25.01.2010
Die Verhandlungen zur Tarifrunde 2010 für die Regionalverkehr Oberbayern GmbH (RVO), die Regionalverkehr Allgäu GmbH (RVA), die Regionalbus Ostbayern GmbH (RBO) und die Omnibusverkehr Franken GmbH (OVF) sind festgefahren. Die Arbeitgeber legten zwar ein verbessertes Angebot vor aber es konnte keine Einigung erzielt werden.
Die Fronten bei den aktuellen Tarifverhandlungen sind verhärtet.
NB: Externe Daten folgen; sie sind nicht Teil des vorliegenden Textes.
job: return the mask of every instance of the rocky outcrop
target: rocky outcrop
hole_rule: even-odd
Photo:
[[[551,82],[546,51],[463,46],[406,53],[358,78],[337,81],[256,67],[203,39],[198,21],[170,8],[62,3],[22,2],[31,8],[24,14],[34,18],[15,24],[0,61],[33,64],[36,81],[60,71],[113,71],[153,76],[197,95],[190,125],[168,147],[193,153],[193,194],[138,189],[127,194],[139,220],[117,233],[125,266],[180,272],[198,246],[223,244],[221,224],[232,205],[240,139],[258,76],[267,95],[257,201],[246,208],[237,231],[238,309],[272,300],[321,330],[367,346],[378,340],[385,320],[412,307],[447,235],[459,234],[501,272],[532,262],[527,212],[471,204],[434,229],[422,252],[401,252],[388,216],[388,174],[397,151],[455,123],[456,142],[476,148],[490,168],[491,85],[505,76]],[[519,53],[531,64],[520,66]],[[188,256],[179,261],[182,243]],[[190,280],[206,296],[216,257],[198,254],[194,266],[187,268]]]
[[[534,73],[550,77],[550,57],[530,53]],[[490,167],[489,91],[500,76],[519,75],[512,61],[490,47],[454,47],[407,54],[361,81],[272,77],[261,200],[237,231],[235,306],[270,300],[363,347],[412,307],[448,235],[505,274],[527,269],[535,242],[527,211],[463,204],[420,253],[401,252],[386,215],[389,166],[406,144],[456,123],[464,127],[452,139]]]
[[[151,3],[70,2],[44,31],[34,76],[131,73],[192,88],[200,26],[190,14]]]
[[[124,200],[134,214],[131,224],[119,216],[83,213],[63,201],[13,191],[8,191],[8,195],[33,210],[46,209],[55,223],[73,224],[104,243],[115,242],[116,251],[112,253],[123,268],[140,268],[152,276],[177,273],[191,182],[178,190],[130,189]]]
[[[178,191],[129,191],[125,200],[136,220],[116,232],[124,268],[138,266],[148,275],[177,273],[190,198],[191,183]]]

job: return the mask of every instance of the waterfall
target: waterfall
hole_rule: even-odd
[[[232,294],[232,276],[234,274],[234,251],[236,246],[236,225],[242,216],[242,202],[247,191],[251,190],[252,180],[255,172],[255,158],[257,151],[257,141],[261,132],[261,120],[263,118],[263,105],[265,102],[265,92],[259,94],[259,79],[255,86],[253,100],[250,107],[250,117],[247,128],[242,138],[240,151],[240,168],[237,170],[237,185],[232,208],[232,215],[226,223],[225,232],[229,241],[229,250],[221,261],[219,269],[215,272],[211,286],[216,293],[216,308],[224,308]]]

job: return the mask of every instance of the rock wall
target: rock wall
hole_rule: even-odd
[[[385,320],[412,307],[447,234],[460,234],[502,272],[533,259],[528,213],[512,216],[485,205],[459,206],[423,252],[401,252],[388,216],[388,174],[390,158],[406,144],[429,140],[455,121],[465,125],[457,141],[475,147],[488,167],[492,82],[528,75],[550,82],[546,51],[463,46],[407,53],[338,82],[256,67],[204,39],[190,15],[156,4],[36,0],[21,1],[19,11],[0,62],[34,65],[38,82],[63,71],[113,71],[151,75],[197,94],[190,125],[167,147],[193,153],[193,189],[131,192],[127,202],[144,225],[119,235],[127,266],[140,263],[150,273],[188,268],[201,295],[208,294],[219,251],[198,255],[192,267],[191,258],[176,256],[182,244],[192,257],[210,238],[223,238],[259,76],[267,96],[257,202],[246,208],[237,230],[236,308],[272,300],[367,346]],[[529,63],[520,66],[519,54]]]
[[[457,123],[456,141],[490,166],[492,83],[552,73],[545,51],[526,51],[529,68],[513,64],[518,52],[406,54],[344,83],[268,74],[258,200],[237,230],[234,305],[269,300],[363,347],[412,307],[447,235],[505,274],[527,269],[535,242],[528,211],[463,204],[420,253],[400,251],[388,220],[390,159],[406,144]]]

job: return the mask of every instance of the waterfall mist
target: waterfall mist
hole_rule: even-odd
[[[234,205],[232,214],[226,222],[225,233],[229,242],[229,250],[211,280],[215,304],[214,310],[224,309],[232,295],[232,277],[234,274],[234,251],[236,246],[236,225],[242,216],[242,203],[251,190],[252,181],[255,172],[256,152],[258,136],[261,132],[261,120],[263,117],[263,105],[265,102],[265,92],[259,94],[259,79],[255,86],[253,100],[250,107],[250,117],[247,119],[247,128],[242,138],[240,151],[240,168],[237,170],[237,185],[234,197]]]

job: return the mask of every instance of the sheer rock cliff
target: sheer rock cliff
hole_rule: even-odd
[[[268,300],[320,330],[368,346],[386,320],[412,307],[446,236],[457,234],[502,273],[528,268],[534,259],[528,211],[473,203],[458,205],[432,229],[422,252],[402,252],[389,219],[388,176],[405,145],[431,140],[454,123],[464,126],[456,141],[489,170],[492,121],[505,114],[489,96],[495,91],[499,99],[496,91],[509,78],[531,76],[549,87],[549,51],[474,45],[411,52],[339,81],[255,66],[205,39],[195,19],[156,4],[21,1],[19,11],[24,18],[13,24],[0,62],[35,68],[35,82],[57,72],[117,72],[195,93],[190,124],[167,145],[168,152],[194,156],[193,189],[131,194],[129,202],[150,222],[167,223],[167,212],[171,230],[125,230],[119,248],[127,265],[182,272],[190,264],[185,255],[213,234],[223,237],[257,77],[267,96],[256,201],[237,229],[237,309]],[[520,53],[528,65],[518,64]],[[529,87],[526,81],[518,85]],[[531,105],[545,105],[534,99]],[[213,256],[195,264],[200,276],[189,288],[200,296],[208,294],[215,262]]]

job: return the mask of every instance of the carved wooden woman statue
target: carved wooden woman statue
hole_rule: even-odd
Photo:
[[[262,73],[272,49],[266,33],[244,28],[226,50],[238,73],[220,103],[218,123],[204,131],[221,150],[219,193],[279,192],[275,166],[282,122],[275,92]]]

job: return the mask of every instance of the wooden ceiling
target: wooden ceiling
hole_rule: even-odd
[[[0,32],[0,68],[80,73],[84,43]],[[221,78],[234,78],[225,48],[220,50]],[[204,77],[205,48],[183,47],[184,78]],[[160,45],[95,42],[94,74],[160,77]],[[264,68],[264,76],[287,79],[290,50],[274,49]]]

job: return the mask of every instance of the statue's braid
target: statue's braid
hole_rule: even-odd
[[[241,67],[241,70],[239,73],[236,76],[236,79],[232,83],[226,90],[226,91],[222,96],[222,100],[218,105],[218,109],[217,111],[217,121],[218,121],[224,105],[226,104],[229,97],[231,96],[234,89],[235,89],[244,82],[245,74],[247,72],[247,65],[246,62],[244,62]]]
Nach einem Verhandlungsmarathon von drei Tagen beinhaltet das Angebot der Arbeitgeber lediglich eine Erhöhung der Entgelte um 55 Euro ab Mai 2010 und 30 Euro ab Januar 2011 bei einer Laufzeit bis Dezember 2011. Der geforderte „Bonus“ für Gewerkschaftsmitglieder (156 Euro jährlich), eine Verbesserung zur Begrenzung der Schichtdauer, sowie die Einführung von Langzeitkonten werden abgelehnt.
Zeiten der Vor- und Abschlussarbeiten (jetzt 15 beziehungsweise 20 Minuten) und besondere Dienstelemente wie zum Beispiel Tanken oder kassendienstliche Aufgaben sollen nicht mehr wie vereinbart bezahlt, sondern pauschal „abgekauft“ werden. Dafür sollen die Busfahrer 5 Euro pro Arbeitstag erhalten. Die TG hat dieses „Angebot“ als nicht verhandelbar zurückgewiesen.
Die TG stellt eindeutig klar: Sollten die Arbeitgeber zur Fortsetzung der Verhandlungen am 2. Februar 2010 kein verhandelbares Angebot vorlegen, sind Warnstreiks oder ein Scheitern der Verhandlungen nicht ausgeschlossen.